The GCC had one of the highest rates of population growth in the world over the last decade, around four times faster than emerging markets and the US, seven times faster than in China and 10 times higher than in the euro zone. This was mainly due to the large inflow of expatriates that now account for a large share of the population: from 33 per cent in Saudi Arabia to more than 85 per cent in the UAE and Qatar.

According to Oxford Economics, the GCC will retain its position in the next 10 years, followed closely by emerging Asia excluding China. The GCC’s population is expected to grow at an average rate of 1.8 per cent per year, twice as fast as the average emerging market. In stark contrast, the populations of the eurozone and Japan are estimated to respectively stagnate and contract.

The GCC demographics: A blessing or a curse

In the next decade, population growth is expected to decelerate globally. Thanks to technology, which helped reduce the death rate in developed economies, and globalization, which allowed emerging markets to emulate the West, the demographic transition from high death and high birth rates to low death and low birth rates has taken place across the world. The slowdown is more acute in developed markets, due to the particularly low fertility rate, but emerging economies are also facing a similar trend.

Nevertheless, demographics remain supportive of economic growth in emerging markets, particularly in the Gulf and Asia where their population is expected to grow three times as fast than in advanced economies. The rapid rise in population forces governments to develop their country’s’ infrastructure endowment in order to facilitate the urbanization process and accommodate the consumption needs, boosting overall economic growth.

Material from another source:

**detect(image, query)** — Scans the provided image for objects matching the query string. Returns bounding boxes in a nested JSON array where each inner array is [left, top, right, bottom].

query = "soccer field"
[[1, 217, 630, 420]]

The population growth differential between developed and emerging markets is expected to remain significant in the next decade — falling only from 57 basis points in 2004-13 to 51 basis points in the next 10 years. Although the differential rate will gradually fall, the ongoing gap suggests emerging markets should continue to experience stronger economic growth rates in the upcoming decade.

The GCC’s population will surge by 30 per cent by 2020, according to estimates made by the Economist Intelligence Unit in 2012, while around half of the region’s population is under the age of 25 today. The labour force will keep growing, boosting the region’s potential growth rate.

In order to realise this potential, major growth-friendly policies will need to be pursued to provide jobs for the growing workforce and ensure long-term growth. Economic diversification plans such as strengthening the non-oil sector, reducing the share of public sector jobs and encouraging entrepreneurship will need to accelerate across the region.

Furthermore, the high population growth rate will exhaust the region’s scarce resources, primarily water. Investment in water efficiency and desalination capacity is critical.

The urgency to implement these policies is mounting as the rapid rise in population strains the economies in the GCC. Their absence, or slow implementation, may lead to higher unemployment and inflation, the ultimate ingredients for political instability. The latter factor will most likely motivate governments to act on time. Hopefully, they would implement more measures than the minimum required in order to seize the opportunities offered by favourable demographics and boost long-term economic growth.